In [1]:
import os
os.environ['TF_CPP_MIN_LOG_LEVEL'] = '2'
import numpy as np
import torch as torch
import torch.nn as nn
import random
from IPython.display import clear_output
from enum import Enum, auto
import yaml
from types import SimpleNamespace as SN

In [2]:
# get config of qmix algorithim 
with open('qmix.yaml', 'r') as f:
    qmix_config = yaml.load(f, Loader=yaml.FullLoader)
# get config of environment
with open('env.yaml', 'r') as f:
    env_config = yaml.load(f, Loader=yaml.FullLoader)

In [3]:
class Actions(Enum):
    NO_OP = 0
    MOVE_UP = auto()
    MOVE_DOWN = auto()
    MOVE_LEFT = auto()
    MOVE_RIGHT = auto()
    
    @property
    def delta(self):
        if self == self.NO_OP:
            return (0, 0)
        if self == self.MOVE_UP:
            return (-1, 0)
        if self == self.MOVE_DOWN:
            return (1, 0)
        if self == self.MOVE_LEFT:
            return (0, -1)
        if self == self.MOVE_RIGHT:
            return (0, 1)

    @property
    def one_hot(self):
        out_dim = len(Actions)
        y_one_hot = torch.zeros(out_dim)
        y_one_hot[self.value] = 1
        return y_one_hot.float()

In [9]:
class GridEnv():
    def __init__(self, rows, cols, n_agents, state_shape):
        self.rows = rows
        self.cols = cols
        self.n_agents = n_agents

        self.state_shape = state_shape
        self.obs_shape = (n_agents+2)*self.state_shape
        self.action_shape = len(Actions)
        self.agent_in_shape = self.obs_shape + self.action_shape

        self.block = None
        self.goal = None
        self.agent = None

        self.populate_grid()
        
    def get_global_state(self):
        return torch.flatten(nn.functional.one_hot(torch.tensor([p[0]*self.cols+p[1] for p in (self.goal, self.block, self.agent.pos)]), self.rows*self.cols))
        
    def populate_grid(self):
        positions = np.random.choice(self.rows*self.cols, 1+2, replace=False)

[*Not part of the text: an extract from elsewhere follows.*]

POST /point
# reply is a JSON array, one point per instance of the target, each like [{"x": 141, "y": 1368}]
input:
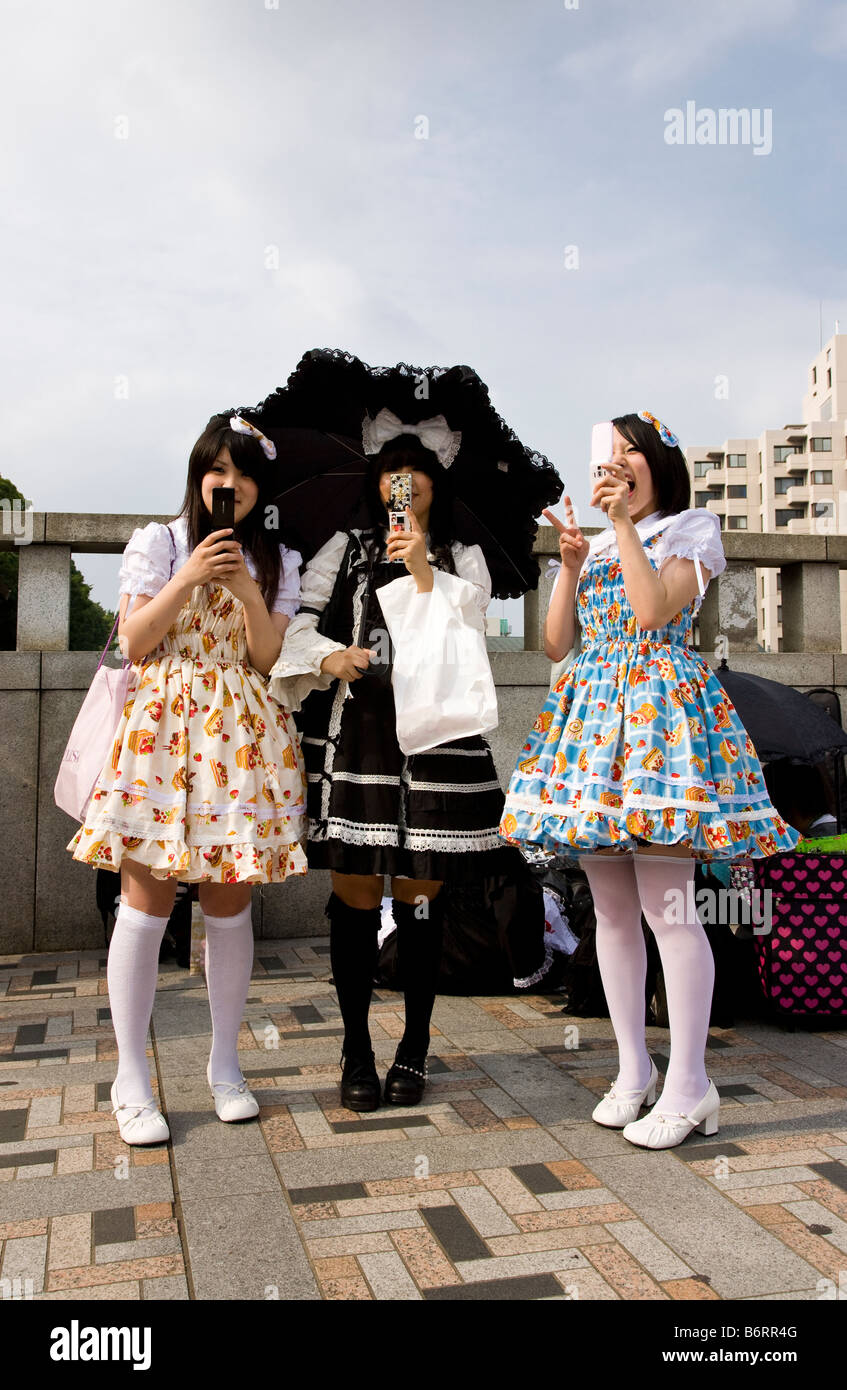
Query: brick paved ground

        self.goal = (positions[0]//self.cols, positions[0]%self.cols)
        self.block = (positions[1]//self.cols, positions[1]%self.cols)
        self.agent = Agent(self, (positions[2]//self.cols, positions[2]%self.cols))

    def vizualize_grid(self): 
        grid = [list("."*self.cols) for _ in range(self.rows)]
        
        grid[self.goal[0]][self.goal[1]] = "G"
        grid[self.block[0]][self.block[1]]= "B"
        
        grid[self.agent.pos[0]][self.agent.pos[1]] = "A"
        
        return '\n'.join([' '.join(row) for row in grid])

    def __repr__(self):
        return str(self.vizualize_grid())

In [11]:
class AgentModel(nn.Module): 
    def __init__(self, input_shape, embed_dim, num_actions): # input shape is shape of a replay buffer
        super().__init__()
        self.embed_dim = embed_dim
        self.num_actions = num_actions
        self.linear1 = nn.Linear(input_shape, self.embed_dim)
        self.rnn = nn.GRUCell(self.embed_dim, self.embed_dim)
        self.linear2 = nn.Linear(self.embed_dim, self.num_actions)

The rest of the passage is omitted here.